The evidence for an inferential process that influences saccade programming when a person is present as the gaze goal in the scene might be expected. But, the inferential process still prevailed when a target/distractor was absent. It is likely that even when no person is present at the gaze goal location, the brain uses information about the scene including the ground, the objects, and the sky to make estimates of likely gaze goals. Prior knowledge about the maximum angular rotation of the gazer’s head also constrains the possible gazer goals. This information is used by observers to program anticipatory inferential eye movements even in the absence of an unambiguous visible gazer goal (e.g., a person) in the observer’s visual periphery.

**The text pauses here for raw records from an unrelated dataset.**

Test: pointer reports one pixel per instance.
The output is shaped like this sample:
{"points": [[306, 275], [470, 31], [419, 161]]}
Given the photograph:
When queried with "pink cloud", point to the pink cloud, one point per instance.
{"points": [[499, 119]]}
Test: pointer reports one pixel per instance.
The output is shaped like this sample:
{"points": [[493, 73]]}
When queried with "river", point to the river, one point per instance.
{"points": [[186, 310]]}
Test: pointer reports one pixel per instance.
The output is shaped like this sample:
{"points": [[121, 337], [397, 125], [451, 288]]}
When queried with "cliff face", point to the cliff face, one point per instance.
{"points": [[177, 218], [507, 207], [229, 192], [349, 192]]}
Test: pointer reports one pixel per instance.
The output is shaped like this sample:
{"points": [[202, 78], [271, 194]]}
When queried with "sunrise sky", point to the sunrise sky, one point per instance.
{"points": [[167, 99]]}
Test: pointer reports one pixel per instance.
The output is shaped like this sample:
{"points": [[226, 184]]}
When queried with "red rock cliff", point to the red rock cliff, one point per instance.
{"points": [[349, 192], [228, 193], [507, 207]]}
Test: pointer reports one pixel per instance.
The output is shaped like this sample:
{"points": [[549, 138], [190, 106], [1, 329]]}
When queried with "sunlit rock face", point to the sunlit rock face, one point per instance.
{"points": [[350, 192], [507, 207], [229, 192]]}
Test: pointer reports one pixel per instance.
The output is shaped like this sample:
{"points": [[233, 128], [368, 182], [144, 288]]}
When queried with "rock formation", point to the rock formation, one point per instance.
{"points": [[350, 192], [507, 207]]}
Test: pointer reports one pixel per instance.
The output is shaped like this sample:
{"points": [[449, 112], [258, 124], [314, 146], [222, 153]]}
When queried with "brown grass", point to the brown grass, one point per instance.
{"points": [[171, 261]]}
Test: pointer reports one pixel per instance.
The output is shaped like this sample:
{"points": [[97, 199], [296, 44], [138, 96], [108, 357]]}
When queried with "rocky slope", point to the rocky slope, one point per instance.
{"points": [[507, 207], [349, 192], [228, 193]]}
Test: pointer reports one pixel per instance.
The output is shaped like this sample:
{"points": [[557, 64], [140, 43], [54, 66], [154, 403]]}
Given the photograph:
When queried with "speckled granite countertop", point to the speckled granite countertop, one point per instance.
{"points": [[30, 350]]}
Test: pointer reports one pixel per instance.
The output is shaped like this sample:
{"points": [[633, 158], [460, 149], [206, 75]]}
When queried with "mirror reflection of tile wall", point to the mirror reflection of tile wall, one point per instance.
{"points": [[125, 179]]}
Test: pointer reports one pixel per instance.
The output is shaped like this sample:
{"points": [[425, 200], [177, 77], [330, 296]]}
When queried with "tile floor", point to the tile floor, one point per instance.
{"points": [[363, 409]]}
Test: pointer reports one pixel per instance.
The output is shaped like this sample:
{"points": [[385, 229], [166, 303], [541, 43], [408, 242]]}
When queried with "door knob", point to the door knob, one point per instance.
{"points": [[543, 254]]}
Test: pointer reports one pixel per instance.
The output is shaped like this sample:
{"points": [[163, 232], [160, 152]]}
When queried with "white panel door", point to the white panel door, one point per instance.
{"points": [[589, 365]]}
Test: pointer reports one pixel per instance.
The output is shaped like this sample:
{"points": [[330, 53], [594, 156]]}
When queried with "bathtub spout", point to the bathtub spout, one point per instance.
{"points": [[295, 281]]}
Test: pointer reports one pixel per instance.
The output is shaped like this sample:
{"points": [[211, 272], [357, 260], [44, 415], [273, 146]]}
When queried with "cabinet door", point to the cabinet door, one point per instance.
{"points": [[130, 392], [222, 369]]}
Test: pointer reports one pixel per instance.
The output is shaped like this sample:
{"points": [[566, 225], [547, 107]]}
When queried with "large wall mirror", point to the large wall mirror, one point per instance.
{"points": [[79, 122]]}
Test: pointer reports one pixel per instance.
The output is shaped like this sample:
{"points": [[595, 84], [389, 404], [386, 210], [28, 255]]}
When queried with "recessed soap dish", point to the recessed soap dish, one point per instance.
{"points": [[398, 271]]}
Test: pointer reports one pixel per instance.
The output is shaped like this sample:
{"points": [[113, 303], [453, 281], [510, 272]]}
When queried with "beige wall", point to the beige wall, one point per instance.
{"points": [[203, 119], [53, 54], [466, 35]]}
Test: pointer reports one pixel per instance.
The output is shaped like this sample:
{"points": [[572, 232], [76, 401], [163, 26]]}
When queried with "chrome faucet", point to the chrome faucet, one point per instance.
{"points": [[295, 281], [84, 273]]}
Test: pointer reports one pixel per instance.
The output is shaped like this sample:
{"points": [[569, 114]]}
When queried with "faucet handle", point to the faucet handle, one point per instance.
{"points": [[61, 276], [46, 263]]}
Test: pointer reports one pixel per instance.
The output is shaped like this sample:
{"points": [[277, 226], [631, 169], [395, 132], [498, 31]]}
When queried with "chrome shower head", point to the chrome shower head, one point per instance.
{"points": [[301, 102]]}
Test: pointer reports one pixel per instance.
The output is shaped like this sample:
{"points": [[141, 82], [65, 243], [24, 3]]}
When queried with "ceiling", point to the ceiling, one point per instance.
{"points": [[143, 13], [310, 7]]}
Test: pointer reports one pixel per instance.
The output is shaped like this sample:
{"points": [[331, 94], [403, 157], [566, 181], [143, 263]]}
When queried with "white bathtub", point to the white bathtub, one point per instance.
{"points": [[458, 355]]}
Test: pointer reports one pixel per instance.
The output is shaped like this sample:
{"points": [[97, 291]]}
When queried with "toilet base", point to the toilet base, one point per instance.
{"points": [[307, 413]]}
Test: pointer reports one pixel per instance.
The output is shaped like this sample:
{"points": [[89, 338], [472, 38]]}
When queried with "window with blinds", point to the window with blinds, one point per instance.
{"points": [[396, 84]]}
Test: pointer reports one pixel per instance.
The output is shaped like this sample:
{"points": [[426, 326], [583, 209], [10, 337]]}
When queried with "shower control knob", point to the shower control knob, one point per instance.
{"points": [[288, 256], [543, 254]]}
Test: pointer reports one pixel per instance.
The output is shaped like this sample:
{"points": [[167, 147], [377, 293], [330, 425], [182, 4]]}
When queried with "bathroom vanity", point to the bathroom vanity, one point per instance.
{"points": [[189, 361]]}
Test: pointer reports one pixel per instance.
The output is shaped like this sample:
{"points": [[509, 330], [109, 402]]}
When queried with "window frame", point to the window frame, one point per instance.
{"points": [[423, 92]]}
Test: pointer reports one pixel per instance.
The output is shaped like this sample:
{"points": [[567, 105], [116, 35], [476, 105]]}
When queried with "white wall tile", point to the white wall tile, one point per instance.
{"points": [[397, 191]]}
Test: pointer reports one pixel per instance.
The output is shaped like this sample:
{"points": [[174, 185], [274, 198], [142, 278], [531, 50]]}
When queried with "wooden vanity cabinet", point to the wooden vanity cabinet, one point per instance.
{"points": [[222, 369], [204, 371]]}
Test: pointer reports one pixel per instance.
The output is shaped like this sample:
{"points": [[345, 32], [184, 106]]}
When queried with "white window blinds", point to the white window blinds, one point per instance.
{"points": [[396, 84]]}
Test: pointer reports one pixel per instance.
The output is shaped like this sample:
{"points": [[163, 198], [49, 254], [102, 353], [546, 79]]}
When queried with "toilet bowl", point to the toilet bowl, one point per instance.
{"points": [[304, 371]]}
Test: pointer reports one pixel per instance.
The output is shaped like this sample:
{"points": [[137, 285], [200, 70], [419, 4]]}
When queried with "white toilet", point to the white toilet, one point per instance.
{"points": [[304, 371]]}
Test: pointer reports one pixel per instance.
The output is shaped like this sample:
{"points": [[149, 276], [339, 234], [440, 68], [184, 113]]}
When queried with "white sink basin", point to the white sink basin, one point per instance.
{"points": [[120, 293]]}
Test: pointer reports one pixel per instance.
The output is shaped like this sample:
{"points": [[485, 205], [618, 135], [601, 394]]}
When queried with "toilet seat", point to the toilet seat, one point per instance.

Second, we found that early first saccades are executed when the gazer’s head velocity diminishes to values comparable to the velocity that is typical during the 200ms time interval before the head stops. This is consistent with the idea that observers use the gazer’s head velocity to dynamically make inferences about the likelihood that the head will stop and then execute a saccade towards the likely gaze goals. However, our data also suggest that other cues are used to infer that the gazer’s head will stop. For example, for some trials with longer first saccade latencies (no reverse saccade trials), the head velocity before the observers’ saccade execution is almost double the typical head velocities during the 200ms time interval before a head stops (Figure 4e). Thus, the observers must rely on other cues. In these long latency trials (Figure 4e) there is a reduction of the head velocity in the 200ms before the saccade execution suggesting that observers use the head’s deceleration to infer that the gazer’s head will come to a stop and then execute the first gaze-following saccade. It is also likely that for trials with a gaze goal, observers use an estimated error between the implied gaze direction and the gaze goal to plan saccades. Small estimated angular errors might be used to trigger saccades. Thus, we suggest that the observers’ oculomotor system might use multiple cues (head velocity, head deceleration, estimated gaze errors, etc) to infer that the gazer’s head might stop and trigger gaze-following saccades.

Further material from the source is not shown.